Everyone acknowledges that this has been the longest economic downturn in the history of the state and there doesn’t appear to be an end in sight – although some “spin-masters” would like us to believe that Hawaii has turned the corner and things are looking up.
Unfortunately the 800-pound gorilla, known as government, continues to block the light coming through the end of the tunnel for a variety of reasons. Apparently, many in government believe that they must preserve the status quo. That status quo means preserving the jobs on the public payroll, insuring that constituents are protected at all costs for they cannot speak for themselves, and nickel and diming taxpayers with user fees and charges. Things are so bad at both the state and local level in Hawaii that elected officials and administrators are so preoccupied with keeping the day-to-day operations going that they have lost sight of the larger picture.
Indeed, where voters thought that lawmakers and the administration had gotten the message that the biggest problem to be addressed is the economic outlook, there were relatively few achievements in this area.
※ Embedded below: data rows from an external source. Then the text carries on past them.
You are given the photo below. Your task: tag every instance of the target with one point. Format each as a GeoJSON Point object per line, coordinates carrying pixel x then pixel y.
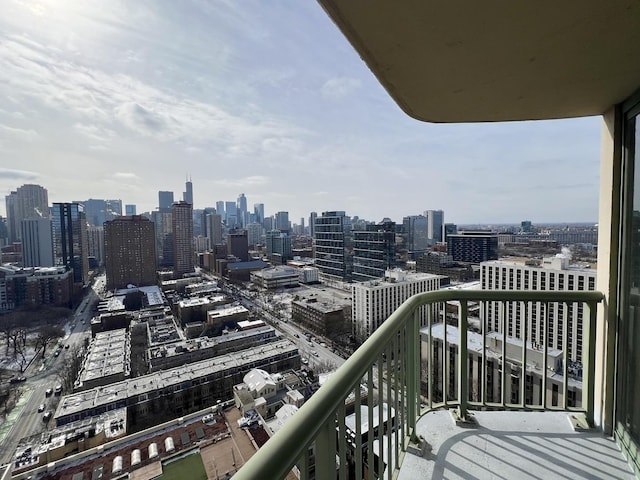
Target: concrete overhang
{"type": "Point", "coordinates": [472, 61]}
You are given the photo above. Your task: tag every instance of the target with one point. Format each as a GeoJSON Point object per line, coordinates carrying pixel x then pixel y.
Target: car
{"type": "Point", "coordinates": [209, 418]}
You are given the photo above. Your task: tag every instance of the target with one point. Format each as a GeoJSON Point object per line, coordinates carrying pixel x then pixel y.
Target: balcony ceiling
{"type": "Point", "coordinates": [469, 61]}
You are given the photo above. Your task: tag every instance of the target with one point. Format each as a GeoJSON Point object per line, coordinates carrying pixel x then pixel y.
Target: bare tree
{"type": "Point", "coordinates": [46, 335]}
{"type": "Point", "coordinates": [71, 367]}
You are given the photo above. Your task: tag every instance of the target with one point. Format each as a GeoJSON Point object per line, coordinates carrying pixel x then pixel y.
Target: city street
{"type": "Point", "coordinates": [25, 420]}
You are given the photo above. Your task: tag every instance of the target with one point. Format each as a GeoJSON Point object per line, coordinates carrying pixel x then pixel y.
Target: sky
{"type": "Point", "coordinates": [121, 99]}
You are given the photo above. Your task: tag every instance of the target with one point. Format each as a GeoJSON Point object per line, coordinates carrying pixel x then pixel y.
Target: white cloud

Perhaps the most significant proposals that will help the economy, like the de-pyramiding of the general excise tax, were short-changed because lawmakers could not deal with downsizing government. As a result, these changes will take seven years before reaching full fruition.
What is more disturbing is that instead of removing some of the hidden barriers to business, lawmakers added even more obstacles to the bumpy path that business must travel on the way to setting up shop in Hawaii. For example, despite the growing concern that the cost of health care is spiraling out of control, lawmakers added additional types of health care that must be provided by health plans. While the idea may have sounded humane and caring, no one asked how much this would add to the premium of the prepaid health care requirement.
Meanwhile in another arena, representatives of the construction industry berated lawmakers on the need to provide more opportunities for new construction projects. In fact, the bill that might impel lawmakers to convene a special session is a proposal that would provide an income tax credit for the construction or renovation of hotel and resort related facilities. While hotel owners also would like to see a tax incentive to help them modernize their facilities, if it is construction activity that lawmakers want then they need to look no further than their own backyard.
In this case the “backyard” is the Honolulu harbor facilities which are leased by the state. While many of the lessees of harbor facilities in Honolulu harbor would like to upgrade and modernize their warehouses and storage facilities, they aren’t able to do so because nearly all of the tenants are on month- to-month leases. Why would anyone want to invest millions of dollars in new harbor facilities when they could be kicked out of that facility the following month? Or for that matter, why would a bank want to lend a customer who is on a month-to-month lease the money necessary to finance a large renovation or construction project?
In the mean time the warehousing and storage facilities at Hawaii’s major port continue to deteriorate and the construction industry continues to moan about the lack of any new construction projects. A major reason for this inability to grant long-term leases at Honolulu’s harbor facilities is that three state departments continue to argue over who has jurisdiction over Honolulu harbor. Shall it be the department of transportation, the department of business, economic development and tourism or should it be the department of land and natural resources? While these departments fiddle, the businesses on the docks and those in the construction industry burn.
So while government continues to bicker with itself and finds other ways to perpetuate the status quo, the bigger picture is being obscured. Elected and administrative officials need to chant the mantra “It’s the Economy!”
And the best way that government can help to move the economy forward is to downsize so that a reduction in taxes and user fees can be achieved, and most importantly, government must get out of the way of business. If not, all may be lost.